The CSV follows InferenceX format with all standard columns (throughput/GPU, TTFT, TPOT, interactivity, ITL, E2E latency, etc.). Time values are stored in seconds (matching InferenceX convention, despite column headers saying "ms"). Interactivity = 1000 / TPOT(ms).

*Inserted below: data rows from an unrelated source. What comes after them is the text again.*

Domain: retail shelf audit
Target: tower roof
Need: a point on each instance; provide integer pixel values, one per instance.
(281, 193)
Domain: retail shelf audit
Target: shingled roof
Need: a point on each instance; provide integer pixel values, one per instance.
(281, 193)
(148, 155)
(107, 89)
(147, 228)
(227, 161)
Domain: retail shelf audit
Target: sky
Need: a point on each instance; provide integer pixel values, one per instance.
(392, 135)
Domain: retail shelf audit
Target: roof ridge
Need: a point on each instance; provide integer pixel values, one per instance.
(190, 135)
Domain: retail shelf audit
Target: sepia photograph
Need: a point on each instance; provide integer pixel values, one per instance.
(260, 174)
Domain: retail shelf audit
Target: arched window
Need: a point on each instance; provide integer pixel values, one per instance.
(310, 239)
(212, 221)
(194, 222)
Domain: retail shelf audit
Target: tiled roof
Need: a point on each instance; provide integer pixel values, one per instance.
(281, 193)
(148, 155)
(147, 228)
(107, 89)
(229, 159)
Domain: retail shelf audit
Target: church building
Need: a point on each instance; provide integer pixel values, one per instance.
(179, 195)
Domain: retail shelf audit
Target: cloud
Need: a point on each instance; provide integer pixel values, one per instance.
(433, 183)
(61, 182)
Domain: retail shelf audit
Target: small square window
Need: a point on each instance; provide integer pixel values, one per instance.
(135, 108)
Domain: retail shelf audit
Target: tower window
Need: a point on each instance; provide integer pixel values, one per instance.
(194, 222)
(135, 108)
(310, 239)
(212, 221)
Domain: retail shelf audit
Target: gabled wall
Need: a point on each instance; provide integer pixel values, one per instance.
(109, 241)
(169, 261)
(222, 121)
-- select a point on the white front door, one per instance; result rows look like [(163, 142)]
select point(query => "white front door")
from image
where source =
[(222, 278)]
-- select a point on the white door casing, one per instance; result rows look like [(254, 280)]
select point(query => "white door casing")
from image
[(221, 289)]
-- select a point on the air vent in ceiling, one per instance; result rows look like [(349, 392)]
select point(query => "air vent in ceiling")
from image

4b. Generate performance plot

Run plot_interactivity.py to produce a Token Throughput per GPU vs. Interactivity chart from one or more CSVs:

python3 /sgl-workspace/plot_interactivity.py \
  $BENCH_DIR/<CONFIG1>/<CSV1>.csv \
  $BENCH_DIR/<CONFIG2>/<CSV2>.csv \
  -o $BENCH_DIR/interactivity_plot.png

You can also include reference CSVs (e.g. from InferenceX) alongside your benchmark CSVs to produce comparison plots. Optional args: --title, --subtitle, --dpi (default: 150).

4c. Write Markdown report

Write a Markdown report to $BENCH_DIR/benchmark_report.md that includes:

Configuration summary (model, GPUs, mode, MTP status)
Per-config results tables with all metrics + per-GPU throughput
Cross-config comparison highlighting the best performer for each metric
Reference to the generated CSV and plot files

Present the report to the user and walk them through the key findings.

File Organization

/sgl-workspace/<model_short>_<YYYYMMDD>/
├── benchmark_report.md                          # final report
├── DP4EP4_mtp0/                                 # per-config directory
│   ├── server_DP4EP4_mtp0.log                   # sglang server log (from serve.sh)
│   ├── bench_ISL4096_OSL1024.log                # bench.sh stdout/stderr (you capture via `2>&1 | tee`)
│   └── jsonl_dir/                               # raw JSONL written by bench.sh --output-file
│       ├── bench_ISL4096_OSL1024_CON64.jsonl
│       ├── bench_ISL4096_OSL1024_CON128.jsonl
│       └── ...
├── TP8_mtp0/
│   ├── server_TP8_mtp0.log
│   └── ...
└── DP8EP8_A2A_mtp1/
    └── ...

Each config gets its own directory. serve.sh writes server_<LABEL>.log into LOG_DIR. bench.sh writes JSONL into OUTPUT_DIR; capture its stdout/stderr to the same OUTPUT_DIR via 2>&1 | tee $OUTPUT_DIR/<bench>.log.